Auf diese Weise haben sich die zunehmenden Sorgen in der Bevölkerung zu einer Krise ausgewachsen, aus der es zumindest kurzfristig keinen gangbaren Ausweg mehr gibt. So kommt es, dass die immergleichen Akteur*innen mit ihrem Festmahl weitermachen, an das sie uns schon gewöhnt haben, während sich die einfachen Menschen um ihr tägliches Überleben kümmern müssen. Und das ist der Punkt: Die Korruption fast aller Ex-Präsidenten, politischer Anführer*innen und ihrer jeweiligen Entourage scheint nun auch eine Regierung zu befallen, von der man dachte, sie sei eine Regierung des Wandels. Und mittendrin steckt das Schlimmste der peruanischen Politik: Der Fujimorismus und mit ihm die zweite betrügerische Begnadigung seines Führers, Alberto Fujimori.

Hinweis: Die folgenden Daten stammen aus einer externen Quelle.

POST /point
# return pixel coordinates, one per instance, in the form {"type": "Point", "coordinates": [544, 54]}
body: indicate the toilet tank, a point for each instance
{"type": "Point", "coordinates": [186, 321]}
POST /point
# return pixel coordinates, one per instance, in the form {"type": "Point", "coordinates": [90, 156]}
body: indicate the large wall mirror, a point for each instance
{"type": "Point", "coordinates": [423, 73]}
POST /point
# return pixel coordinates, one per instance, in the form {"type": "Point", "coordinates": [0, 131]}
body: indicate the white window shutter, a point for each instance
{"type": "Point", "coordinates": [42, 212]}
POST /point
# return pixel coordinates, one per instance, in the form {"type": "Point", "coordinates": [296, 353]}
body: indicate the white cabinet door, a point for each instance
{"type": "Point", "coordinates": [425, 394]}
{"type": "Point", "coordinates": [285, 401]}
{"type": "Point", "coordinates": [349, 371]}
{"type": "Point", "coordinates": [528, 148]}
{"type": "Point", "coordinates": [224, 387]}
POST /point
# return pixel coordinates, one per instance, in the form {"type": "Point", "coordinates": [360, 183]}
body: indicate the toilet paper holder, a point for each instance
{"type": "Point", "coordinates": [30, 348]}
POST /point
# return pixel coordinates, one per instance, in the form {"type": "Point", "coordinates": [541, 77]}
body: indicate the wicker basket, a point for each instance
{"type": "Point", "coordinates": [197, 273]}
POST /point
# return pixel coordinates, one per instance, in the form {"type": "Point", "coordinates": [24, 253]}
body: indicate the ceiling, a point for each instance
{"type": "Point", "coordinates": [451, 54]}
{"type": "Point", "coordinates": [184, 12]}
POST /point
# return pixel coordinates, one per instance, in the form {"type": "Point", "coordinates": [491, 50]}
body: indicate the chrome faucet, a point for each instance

Es gibt keinen direkten Beweis dafür, dass die Regierung von Pedro Castillo an der Begnadigung beteiligt war, und tatsächlich haben sich mehrere Minister*innen und selbst der Premierminister Aníbal Torres dagegen ausgesprochen. Dennoch gab es merkwürdige Zufälle im Parlament, die einen zum Nachdenken bringen: Wie kommt es, dass sich der wütende Elan für ein Amtsenthebungsverfahren (des Präsidenten) legt und die parlamentarischen Anträge gegen die Minister*innen ohne Mehrheit bleiben und kurz darauf das Urteil des Verfassungsgerichts ergeht? Das alles riecht nach Absprache, aber keine Absprache durch einen demokratischen Dialog, sondern eine Absprache im Hinterzimmer.

Zu einem Zeitpunkt, an dem Castillo bereits explizit das Regierungsprogramm verlassen hat, das ihn zu seinem Wahlsieg verholfen hat (einschließlich der Forderung nach Einberufung einer Verfassunggebenden Versammlung, wie auch Premierminister Aníbal Torres immer wieder betont hat), ist das einzige Programm, das Castillo noch bleibt, sich an der Macht zu halten. Und an der Macht zu bleiben bedeutet in diesem Kontext nichts anderes als: die Kontinuität des Neoliberalismus (keiner weiß das besser als der neoliberale Ex-Präsident Ollanta Humala).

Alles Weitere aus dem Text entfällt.